Small towns have secrets, obviously, but sometimes’s it good to air them out.
The Old Place by Bobby Finger. G.P. Putnam’s Sons. pp.336. $27.
In many small-town communities, residents know very little about personal space. Billington, Texas (the setting of New York-based journalist and podcaster, Bobby Finger’s novel, The Old Place) is no different. Here, gossip keeps the metaphorical windmills powering daily life. But someone has been holding out on the people of Billington.
The novel spans the course of a week in August 2014, centering around the town church’s annual picnic. The town’s not-so-intimidating matriarch, Mary Alice Roth, is focused on who will favorably get to bring the picnic beans, and who she will punish by making 10-pounds of potato salad. Some people use threats, some people use peer pressure, but potato salad is the weapon of choice for Mary Alice—a feeble display of the puny power of a pitiable individual.
And the town allows this bluster and bullying. They know what’s behind it. Twenty-four years ago, Mary Alice’s husband drowned in a lake, and her son, Michael, mysteriously passed away shortly after his high school graduation in 2002. After their deaths, Mary Alice closed the door on these men’s lives, hoping no one in Billington would look too closely or dig too deeply. However, this year’s picnic is serving up more than beans and potato salad. Mary Alice’s past and present are about to collide, threatening her carefully crafted self-image. But is she ready to have the secrets she’s kept unlocked and unburied?

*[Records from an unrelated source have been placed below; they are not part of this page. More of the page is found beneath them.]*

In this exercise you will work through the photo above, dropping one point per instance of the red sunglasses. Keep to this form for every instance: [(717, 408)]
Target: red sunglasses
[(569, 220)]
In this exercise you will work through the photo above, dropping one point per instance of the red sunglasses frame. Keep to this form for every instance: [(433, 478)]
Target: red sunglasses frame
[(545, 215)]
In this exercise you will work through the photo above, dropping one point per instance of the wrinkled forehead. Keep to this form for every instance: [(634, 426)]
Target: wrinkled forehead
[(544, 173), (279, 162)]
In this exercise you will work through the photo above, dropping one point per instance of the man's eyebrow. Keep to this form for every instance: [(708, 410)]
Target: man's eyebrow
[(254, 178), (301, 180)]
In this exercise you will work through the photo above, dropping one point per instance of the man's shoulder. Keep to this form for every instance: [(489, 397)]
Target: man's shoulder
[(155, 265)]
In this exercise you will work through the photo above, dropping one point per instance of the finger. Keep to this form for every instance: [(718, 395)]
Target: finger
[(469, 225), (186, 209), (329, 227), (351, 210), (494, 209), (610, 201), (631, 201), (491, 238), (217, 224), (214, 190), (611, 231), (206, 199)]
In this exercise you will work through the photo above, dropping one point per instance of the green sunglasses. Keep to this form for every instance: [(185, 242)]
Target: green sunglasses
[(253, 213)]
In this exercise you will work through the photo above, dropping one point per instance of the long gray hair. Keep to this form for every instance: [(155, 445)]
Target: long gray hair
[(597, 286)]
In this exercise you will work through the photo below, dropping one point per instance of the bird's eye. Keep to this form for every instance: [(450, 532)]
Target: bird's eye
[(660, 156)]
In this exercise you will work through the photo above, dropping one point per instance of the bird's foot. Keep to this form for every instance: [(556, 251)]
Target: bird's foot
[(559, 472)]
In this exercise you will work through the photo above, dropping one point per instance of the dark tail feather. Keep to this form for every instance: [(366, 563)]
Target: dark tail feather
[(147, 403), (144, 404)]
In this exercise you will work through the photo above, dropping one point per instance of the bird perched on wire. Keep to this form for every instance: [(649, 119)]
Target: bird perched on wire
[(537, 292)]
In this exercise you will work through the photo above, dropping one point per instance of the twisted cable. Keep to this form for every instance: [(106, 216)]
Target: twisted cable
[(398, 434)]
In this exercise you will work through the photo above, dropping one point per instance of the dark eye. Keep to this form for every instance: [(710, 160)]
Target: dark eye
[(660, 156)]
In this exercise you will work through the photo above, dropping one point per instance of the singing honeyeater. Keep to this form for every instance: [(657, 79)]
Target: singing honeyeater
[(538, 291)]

Finger masterfully handles the complexities between friends, family, and life in a small-town Billington. The Old Place—which is a family-inherited plot of land with a dark and rich past—is also a novel of rising tension that keeps readers interested in Mary Alice Roth’s journey. Finger’s novel is a web of threading secrets and relationships that slowly comes to light, untwisting themselves in a way that demonstrates the ultimate value of forgiveness and the power of unconditional love. Readers wander through The Old Place waiting for some storm to rumble and pour forth, but Finger delivers a finish that is as gentle as dancing in a light drizzle, the sun about to peek through.